Voice agent evaluation measures how well conversational AI handles spoken interactions. This includes simulating callers with different accents and emotional states, measuring response latency, tracking task success, and monitoring live performance. Unlike text evaluation, voice testing must account for audio quality, interruptions, and timing. LangWatch supports this with audio attachments, custom scorers, and simulation integrations.
How do I choose the right voice agent evaluation tool?
Three factors matter most:
Simulation quality: Accents, interruptions, emotional behavior
Metrics: Latency, goal completion, CSAT, compliance
Workflow integration: CI/CD, production feedback loops
LangWatch covers all three by combining evaluation, observability, and simulation in one workflow.
Is LangWatch better than Coval for voice agent testing?
They solve different problems.
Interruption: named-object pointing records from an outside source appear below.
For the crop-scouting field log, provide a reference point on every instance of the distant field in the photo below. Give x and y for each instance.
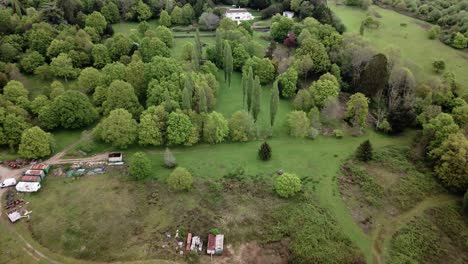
(417, 51)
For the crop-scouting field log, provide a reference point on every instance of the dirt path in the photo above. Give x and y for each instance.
(389, 226)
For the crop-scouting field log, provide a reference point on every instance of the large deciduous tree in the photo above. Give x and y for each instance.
(118, 129)
(179, 127)
(215, 129)
(298, 124)
(97, 21)
(35, 143)
(241, 127)
(180, 179)
(356, 110)
(122, 95)
(140, 166)
(62, 67)
(72, 109)
(287, 185)
(152, 126)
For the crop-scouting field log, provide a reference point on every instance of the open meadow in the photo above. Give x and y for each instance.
(361, 180)
(410, 37)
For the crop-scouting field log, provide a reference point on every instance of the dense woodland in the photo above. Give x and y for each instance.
(130, 91)
(134, 84)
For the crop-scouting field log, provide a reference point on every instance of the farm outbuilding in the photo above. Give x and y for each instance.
(115, 157)
(215, 244)
(43, 167)
(39, 173)
(28, 186)
(14, 216)
(31, 178)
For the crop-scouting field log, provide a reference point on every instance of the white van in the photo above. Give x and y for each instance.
(8, 182)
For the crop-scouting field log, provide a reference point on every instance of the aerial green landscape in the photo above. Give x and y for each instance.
(231, 132)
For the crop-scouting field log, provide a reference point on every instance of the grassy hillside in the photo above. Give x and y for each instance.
(409, 35)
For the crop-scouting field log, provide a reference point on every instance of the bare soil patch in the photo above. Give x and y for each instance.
(252, 253)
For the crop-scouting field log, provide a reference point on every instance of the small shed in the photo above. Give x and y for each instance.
(288, 14)
(115, 157)
(39, 173)
(42, 167)
(189, 242)
(30, 179)
(14, 216)
(28, 186)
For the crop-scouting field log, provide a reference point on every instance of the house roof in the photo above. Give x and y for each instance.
(28, 186)
(31, 179)
(33, 172)
(237, 10)
(211, 242)
(39, 167)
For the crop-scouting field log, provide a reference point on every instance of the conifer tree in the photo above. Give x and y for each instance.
(169, 159)
(219, 51)
(274, 100)
(228, 67)
(244, 87)
(256, 98)
(250, 85)
(364, 151)
(264, 153)
(202, 104)
(195, 59)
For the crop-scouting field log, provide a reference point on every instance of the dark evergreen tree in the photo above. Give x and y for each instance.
(264, 153)
(364, 151)
(465, 203)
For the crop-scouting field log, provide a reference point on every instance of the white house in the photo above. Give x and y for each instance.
(288, 14)
(239, 14)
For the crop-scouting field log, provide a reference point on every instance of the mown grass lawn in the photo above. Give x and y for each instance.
(103, 199)
(317, 161)
(417, 50)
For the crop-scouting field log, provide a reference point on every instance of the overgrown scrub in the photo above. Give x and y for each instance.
(438, 236)
(315, 237)
(416, 181)
(372, 192)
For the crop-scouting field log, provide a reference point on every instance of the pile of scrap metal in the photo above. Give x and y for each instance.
(15, 208)
(194, 243)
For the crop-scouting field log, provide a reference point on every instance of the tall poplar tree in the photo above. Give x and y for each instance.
(195, 59)
(198, 43)
(245, 79)
(202, 104)
(187, 93)
(250, 85)
(228, 67)
(219, 51)
(274, 100)
(256, 98)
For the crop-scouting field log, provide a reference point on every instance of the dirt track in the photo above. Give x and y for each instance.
(386, 229)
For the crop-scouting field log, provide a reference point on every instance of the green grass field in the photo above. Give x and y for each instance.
(109, 200)
(417, 51)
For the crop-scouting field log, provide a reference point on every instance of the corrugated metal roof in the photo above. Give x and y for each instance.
(237, 10)
(31, 178)
(211, 242)
(39, 167)
(33, 172)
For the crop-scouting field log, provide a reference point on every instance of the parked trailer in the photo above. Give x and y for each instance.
(31, 178)
(42, 167)
(39, 173)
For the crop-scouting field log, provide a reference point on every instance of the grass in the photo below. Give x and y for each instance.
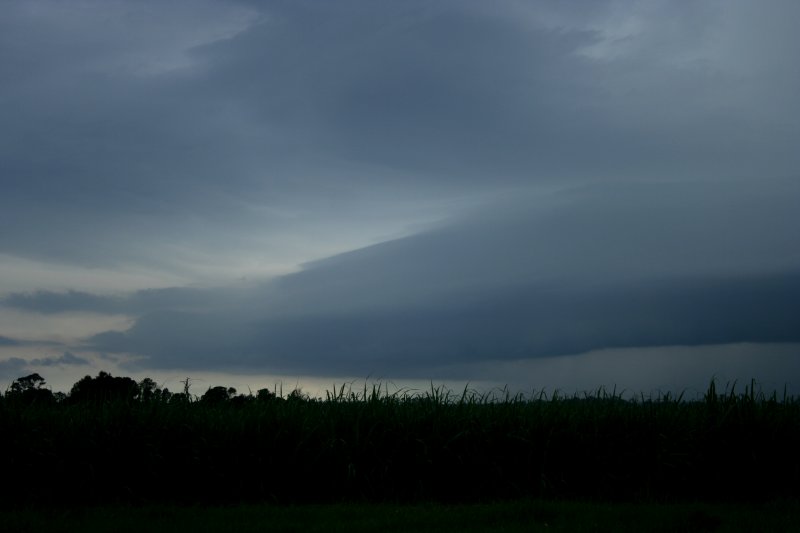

Coval focuses on automated regression testing triggered by code changes. LangWatch provides broader evaluation, observability, and scoring across voice, text, and multimodal systems. Many teams use Coval for simulation and LangWatch as the evaluation and tracking layer.
What’s the difference between voice evaluation and LLM observability?
Observability shows what happened — inputs, outputs, latency, cost. Evaluation determines whether the agent actually did the right thing. Voice evaluation answers questions like: Was the response timely? Did it resolve the caller’s issue? Did it follow instructions? LangWatch combines both perspectives.
How quickly can I see results?
Most teams run their first voice evaluation in under an hour. Define scenarios, connect audio input, add scorers, and run experiments. Results are immediately comparable across runs, with failures easy to inspect and replay.